SportlinkNews - Para atlet patt menjaga kemampuan dan keterampilan fisik. Tapi, mental yang lemah mempengaruhi performa di lapangan. Bahkan bisa membuyarkan segala kemampuan teknik.
Psikologi memang acap terlupakan dalam menunjang penampilan atlet. Padahal ilmu psikologi dapat membantu para atlet lebih percaya diri dan bisa mencaapi performa yang diharapkan.
Psikologi olahraga adalah ilmu psikologi yang bertujuan mendalami dan mengembangkan perilaku seseorang, utamanya olahragawan atau atlet profesional, saat berolahraga.
Baca Juga: Psikologi Olahraga: Apa Manfaatnya bagi Atlet?
Faktor psikologis atau kondisi mental erat berkaitan dengan performa berolahraga, latihan rutin, dan aktivitas fisik harian yang dilakukan atlet.
Ilmu ini biasanya dipelajari oleh psikolog olahraga saat mendampingi atlet profesional. Psikolog membantu atlet untuk menjaga kesehatan dan kualitas hidup mereka secara menyeluruh.
Intinya psikologi memainkan peran yang semakin penting dalam dunia olahraga dan pelatihan.

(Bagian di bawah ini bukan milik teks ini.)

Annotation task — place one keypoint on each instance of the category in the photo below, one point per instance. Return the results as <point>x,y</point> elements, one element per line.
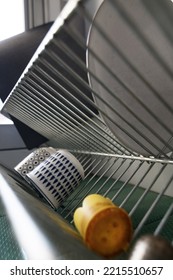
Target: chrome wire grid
<point>55,98</point>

Hal ini bisa membantu Anda mencapai target latihan, menjaga motivasi, dan lebih menikmati proses olahraga itu sendiri.
Prestasi tertinggi dalam olahraga merupakan dambaan setiap atlet, baik prestasi nasional maupun internasional. Atlet hebat tidak bisa lagi dianggap remeh saat ini. Seorang atlet dengan prestasi bagus menjalani kehidupan yang sangat layak.
Misalnya, ada atlet berpenghasilan sangat tinggi seperti Cristiano Ronaldo, Vince Carter, Valentino Rossi dan masih banyak lagi.
Pencapaian besar tentu tidak datang dengan mudah. Perlunya kerja keras dalam mempersiapkan segalanya, dengan faktor fisik, taktik, dan mental.
Faktor psikologis seringkali menjadi penentu dalam pertandingan, terutama saat bertanding melawan lawan yang sama kuatnya, dalam hal ini peran psikologi olahraga sangat diperlukan.
Apa saja jenis-jenis psikologi olahraga?
1. Psikologi olahraga klinis
Bidang ini berfokus pada penanganan masalah mental pada atlet, seperti depresi, cemas, atau masalah makan.
2. Psikologi olahraga edukasi
Dalam bidang ini, psikolog menggunakan berbagai metode psikologi untuk meningkatkan performa atlet.
3. Psikologi latihan olahraga
Cabang psikologi olahraga ini membantu seseorang memulai kebiasaan olahraga serta mempertahankannya.